В его памяти были свежи воспоминания. Возле состава, который шел на Петербург с узловой станции Ворожба, несмотря на столь поздний час, толпилось много провожающих. В основном местные дамы, среди которых возвышалась фигура пожилого бородатого человека с трубкой.

Пышные седые волосы и борода придавали поэту, переводчику, редактору литературного отдела столичного журнала «Северный вестник» солидность. Поначалу на него смотрели, как на икону, не переставали молиться за то, что она стара и висела когда-то рядом с чудотворными иконами.

Но своим поведением Алексей Николаевич сразу ломал это первое впечатление о нем.
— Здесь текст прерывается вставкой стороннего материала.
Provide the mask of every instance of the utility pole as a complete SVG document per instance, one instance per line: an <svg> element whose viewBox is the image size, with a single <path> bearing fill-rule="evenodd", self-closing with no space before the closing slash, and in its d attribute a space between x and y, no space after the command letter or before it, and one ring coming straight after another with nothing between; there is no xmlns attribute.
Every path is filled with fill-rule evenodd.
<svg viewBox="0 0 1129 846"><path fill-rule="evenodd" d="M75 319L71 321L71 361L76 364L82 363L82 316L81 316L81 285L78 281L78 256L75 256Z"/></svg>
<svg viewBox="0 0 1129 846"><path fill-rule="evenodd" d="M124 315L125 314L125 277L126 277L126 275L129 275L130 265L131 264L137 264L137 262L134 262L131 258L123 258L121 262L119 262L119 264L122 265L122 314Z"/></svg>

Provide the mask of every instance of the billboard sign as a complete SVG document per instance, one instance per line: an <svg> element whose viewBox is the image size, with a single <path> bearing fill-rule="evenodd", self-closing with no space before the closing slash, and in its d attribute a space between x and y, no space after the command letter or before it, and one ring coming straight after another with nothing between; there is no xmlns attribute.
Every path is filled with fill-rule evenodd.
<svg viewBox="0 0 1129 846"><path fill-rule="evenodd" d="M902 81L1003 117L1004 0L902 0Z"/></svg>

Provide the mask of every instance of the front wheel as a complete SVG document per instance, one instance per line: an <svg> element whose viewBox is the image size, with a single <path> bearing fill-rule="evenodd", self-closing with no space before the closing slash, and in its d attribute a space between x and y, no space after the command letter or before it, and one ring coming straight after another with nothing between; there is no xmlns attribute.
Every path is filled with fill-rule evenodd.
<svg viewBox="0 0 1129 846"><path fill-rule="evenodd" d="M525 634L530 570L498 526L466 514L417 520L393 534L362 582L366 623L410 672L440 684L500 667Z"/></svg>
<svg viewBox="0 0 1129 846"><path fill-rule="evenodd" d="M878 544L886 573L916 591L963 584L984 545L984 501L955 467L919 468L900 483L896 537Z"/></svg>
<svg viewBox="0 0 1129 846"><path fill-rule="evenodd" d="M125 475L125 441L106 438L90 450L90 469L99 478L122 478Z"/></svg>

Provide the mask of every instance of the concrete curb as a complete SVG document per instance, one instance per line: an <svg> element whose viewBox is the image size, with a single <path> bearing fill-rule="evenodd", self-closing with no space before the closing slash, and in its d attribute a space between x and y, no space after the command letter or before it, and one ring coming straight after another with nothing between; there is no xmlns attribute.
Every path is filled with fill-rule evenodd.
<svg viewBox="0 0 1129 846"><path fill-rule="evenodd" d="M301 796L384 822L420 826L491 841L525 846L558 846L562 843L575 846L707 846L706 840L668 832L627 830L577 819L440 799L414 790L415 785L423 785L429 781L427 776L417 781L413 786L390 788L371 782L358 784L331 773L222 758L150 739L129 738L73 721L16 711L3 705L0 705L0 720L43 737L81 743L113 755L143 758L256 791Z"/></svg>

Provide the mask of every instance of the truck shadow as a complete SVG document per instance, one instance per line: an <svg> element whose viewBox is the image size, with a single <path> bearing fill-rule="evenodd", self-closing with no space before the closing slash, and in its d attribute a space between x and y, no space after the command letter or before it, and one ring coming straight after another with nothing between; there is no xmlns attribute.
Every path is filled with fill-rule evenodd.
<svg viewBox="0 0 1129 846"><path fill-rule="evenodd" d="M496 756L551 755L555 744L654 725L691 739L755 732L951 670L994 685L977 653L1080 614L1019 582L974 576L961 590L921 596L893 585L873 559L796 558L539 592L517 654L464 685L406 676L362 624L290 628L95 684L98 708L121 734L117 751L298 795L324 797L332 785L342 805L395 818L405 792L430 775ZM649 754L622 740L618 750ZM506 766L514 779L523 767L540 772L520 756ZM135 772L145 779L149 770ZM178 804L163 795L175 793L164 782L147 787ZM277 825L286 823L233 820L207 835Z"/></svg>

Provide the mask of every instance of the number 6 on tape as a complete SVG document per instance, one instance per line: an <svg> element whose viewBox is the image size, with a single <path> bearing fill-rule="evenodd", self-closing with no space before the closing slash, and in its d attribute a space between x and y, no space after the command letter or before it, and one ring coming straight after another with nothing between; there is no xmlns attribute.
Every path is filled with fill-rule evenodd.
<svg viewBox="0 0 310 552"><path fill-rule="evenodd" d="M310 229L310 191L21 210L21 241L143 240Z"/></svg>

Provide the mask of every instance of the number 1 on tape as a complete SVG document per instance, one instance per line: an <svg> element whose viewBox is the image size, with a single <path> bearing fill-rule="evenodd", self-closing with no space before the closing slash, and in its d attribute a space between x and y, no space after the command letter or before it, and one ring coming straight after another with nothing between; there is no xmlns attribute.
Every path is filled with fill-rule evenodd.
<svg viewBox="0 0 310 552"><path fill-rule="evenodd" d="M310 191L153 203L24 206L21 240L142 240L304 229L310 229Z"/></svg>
Это был очень хороший и искренний человек, отзывчивый и доброжелательный. Когда затрагивали интересные темы, он готов был часами делиться воспоминаниями.

Но главное, за что к нему относились с благоговением, было не в этом. Еще в молодые годы он посещал «пятницы» Петрашевского, где открыто говорили о ненавистном самодержавно-крепостническом строе. Еще Добролюбов приветствовал ранние стихи молодого поэта, отмечал, что он «посвятил свою литературную деятельность на честное служение общественной пользе».

За любовь к свободе, за правду, сказанную в адрес самодержавия, пришлось отвечать. Такое наблюдалось при разных правителях. И этот не отличался оригинальностью. Молодого поэта, который писал: «Вперед без страха и сомненья на подвиг доблестный, друзья!», более чем на десять лет отправили на солдатскую службу в особом Оренбургском корпусе. Его лишили дворянского звания и состояния. Некоторое время он мучительно ожидал смертной казни, пока не объявили о величайшей царской милости, которая даровала ему жизнь.

Он долгие годы маршировал на плацах, но остался живым, продолжает зажигать массы своими свободолюбивыми стихами. Приезд в Сумы был воспринят местными жителями, как большое событие. Его везде встречали на «ура», окружали благоговейным почтением, жадно прислушивались к каждому его слову.

Он был живой легендой, прожил более шестидесяти лет, но не изменил юношеским взглядам, стойко вынес все унижения и лишения, которые ему довелось испытать…

В вагоне стояла полнейшая тишина. Пассажиры, кто лежа, кто сидя, устроившись поудобней, крепко спали. Ведь стояла глубокая ночь. Только та молодежь, которая провожала Алексея Николаевича, не могла никак успокоиться. Продолжали разговаривать, делиться впечатлениями и от проводов, и от встречи с борцом с самодержавием.
Антон Павлович гордился, что на несколько недель затянул старика в эти соловьиные края с чудной украинской природой, где все напоминало им о великом Гоголе. Несмотря на огромную разницу в возрасте, у них установилась крепкая дружба, которая прочно связывала писателей двух поколений.

Когда волнение от проводов немного улеглось, Антон Павлович залюбовался видами природы, которые мелькали в окне.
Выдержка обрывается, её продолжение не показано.